Тогда же ему казалось, будто кругом обстоятельства противятся его становлению: Китай Экзистенский покинул со скандалом, при этом характеристика от работодателя, разочарованного его внезапным увольнением в ореоле недоброй славы, была настолько нелестна, что запросто могла закрыть ему путь в государственную медицину. Между тем мысли о работе на самого себя нарисовали перед ним заманчивую картину с богатой перспективой. Так, он снова решил попытать счастья в Москве, давшей ему специальность. Там занялся частной психотерапевтической практикой.
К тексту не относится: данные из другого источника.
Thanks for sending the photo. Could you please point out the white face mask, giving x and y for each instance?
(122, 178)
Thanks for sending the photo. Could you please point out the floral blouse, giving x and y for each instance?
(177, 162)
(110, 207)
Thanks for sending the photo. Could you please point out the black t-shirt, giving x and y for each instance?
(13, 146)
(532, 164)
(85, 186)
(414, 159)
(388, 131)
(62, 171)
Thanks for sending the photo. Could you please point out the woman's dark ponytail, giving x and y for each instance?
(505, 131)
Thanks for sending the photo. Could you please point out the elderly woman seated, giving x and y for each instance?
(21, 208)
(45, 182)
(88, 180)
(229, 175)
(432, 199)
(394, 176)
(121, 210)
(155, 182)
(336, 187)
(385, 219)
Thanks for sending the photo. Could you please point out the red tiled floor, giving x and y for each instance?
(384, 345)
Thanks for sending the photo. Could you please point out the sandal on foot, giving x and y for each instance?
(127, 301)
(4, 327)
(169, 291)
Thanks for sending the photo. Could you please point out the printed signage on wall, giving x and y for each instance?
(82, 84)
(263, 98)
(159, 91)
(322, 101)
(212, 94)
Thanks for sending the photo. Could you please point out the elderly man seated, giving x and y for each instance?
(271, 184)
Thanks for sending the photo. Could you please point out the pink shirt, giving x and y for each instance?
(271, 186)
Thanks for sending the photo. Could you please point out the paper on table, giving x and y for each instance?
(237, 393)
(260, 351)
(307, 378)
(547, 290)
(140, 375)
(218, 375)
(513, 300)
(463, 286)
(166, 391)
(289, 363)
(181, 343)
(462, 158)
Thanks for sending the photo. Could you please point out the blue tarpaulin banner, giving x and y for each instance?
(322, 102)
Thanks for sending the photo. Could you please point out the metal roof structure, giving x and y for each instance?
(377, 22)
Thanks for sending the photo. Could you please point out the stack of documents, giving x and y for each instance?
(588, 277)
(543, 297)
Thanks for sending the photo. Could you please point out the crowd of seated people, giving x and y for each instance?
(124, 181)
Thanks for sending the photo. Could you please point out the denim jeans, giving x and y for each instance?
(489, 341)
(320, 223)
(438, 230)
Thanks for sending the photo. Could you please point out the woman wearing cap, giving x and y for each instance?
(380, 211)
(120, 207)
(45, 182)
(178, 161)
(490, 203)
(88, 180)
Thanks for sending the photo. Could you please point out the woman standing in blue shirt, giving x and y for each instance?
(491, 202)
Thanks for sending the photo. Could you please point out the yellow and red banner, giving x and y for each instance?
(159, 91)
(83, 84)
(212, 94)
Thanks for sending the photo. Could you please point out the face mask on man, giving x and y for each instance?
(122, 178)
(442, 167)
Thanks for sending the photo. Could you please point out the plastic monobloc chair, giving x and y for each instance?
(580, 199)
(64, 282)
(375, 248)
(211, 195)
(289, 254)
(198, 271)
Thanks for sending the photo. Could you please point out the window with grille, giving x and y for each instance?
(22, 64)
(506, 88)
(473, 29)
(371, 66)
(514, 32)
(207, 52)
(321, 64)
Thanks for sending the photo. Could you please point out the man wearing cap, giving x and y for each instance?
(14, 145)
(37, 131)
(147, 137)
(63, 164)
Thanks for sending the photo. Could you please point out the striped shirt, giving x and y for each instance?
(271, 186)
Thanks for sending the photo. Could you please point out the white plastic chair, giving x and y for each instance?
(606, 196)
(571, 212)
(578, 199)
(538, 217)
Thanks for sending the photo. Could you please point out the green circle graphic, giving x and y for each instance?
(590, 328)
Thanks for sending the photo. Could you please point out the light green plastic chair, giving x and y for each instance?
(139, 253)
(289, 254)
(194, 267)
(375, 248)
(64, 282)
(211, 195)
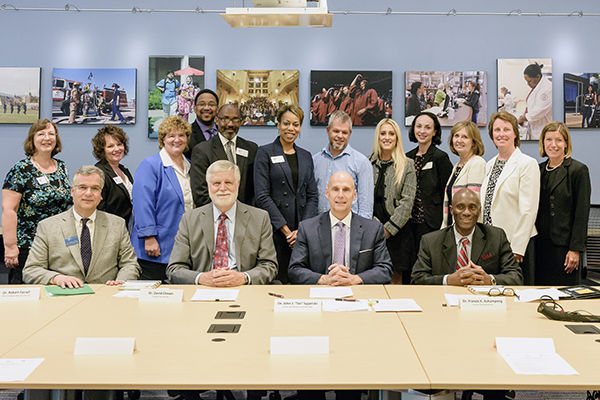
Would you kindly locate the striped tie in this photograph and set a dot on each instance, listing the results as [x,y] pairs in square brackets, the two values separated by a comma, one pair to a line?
[462,260]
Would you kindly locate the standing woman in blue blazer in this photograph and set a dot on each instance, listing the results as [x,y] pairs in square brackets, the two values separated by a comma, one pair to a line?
[284,184]
[161,194]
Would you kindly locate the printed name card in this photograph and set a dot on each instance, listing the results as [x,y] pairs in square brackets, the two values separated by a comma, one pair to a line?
[104,346]
[482,303]
[20,294]
[300,345]
[297,305]
[162,295]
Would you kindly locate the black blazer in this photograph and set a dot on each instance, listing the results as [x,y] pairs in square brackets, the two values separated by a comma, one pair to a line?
[115,198]
[274,186]
[432,182]
[563,217]
[207,152]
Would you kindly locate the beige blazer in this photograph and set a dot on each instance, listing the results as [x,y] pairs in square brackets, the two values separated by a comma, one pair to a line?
[516,199]
[195,245]
[54,251]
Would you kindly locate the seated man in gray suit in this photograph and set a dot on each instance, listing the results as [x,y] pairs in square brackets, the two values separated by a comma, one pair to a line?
[467,252]
[82,244]
[225,242]
[338,247]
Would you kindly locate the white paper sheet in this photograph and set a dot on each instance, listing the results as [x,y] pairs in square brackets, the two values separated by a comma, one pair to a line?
[330,292]
[17,369]
[330,305]
[215,295]
[533,356]
[397,305]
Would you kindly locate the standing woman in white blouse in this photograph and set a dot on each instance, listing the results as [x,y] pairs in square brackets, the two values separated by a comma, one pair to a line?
[510,191]
[161,194]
Попутно, ведомый информационным голодом, который с детства терзал его, будто хронический недуг, открыл для себя несколько новых областей, например всерьёз принялся исследовать искусственный интеллект и возможности его применения в медицине. Ближайшие пятнадцать лет его ожидала стабильность в делах.
Эдмунд Францевич работе был привержен как ничему другому, и всё же она не заполнила его жизнь до конца. Осталось место и человеческим страстям, и сердечным делам. Однажды он был влюблён но без перспектив. Потом даже побывал в недолгом браке но уже по расчёту. В жене, которую повстречал на конференции по нейроинформатике, он увидел соратника на научной стезе та же твёрдо разграничила работу и семью. Не находя поддержки дома, Эдмунд Францевич погрязал в трясине обид и раздражения. На такой почве работа валилась у него из рук. Зыбкое благополучие семейного быта также рушилось от скандала к скандалу.
Развелись поспешно, без волокиты: супруги не успели нажить ни детей, ни имущества ничего, кроме несбывшихся ожиданий с обеих сторон. Но развод, вопреки надеждам, не дал Экзистенскому чувства освобождения: вина перед оставленной женщиной, ощущение собственной бесполезности всё это подкосило Эдмунда Францевича.
Да к тому же именно в это непростое время во Владивостоке неожиданно умер его отец, а пожилая мать, решив, что незачем больше оставаться в так и не полюбившейся России, вернулась в Польшу одна, оформила скромную пенсию, на неё и жила. Теперь на свои плечи доктор возложил обязанность её содержать.
Он замкнулся и отдалился от людей. Работу с пациентами не бросил лишь потому, что она позволяла прокормить не только себя самого, но и родительницу. Исследования же стали тогда главной его целью, а заодно и послужили отдушиной.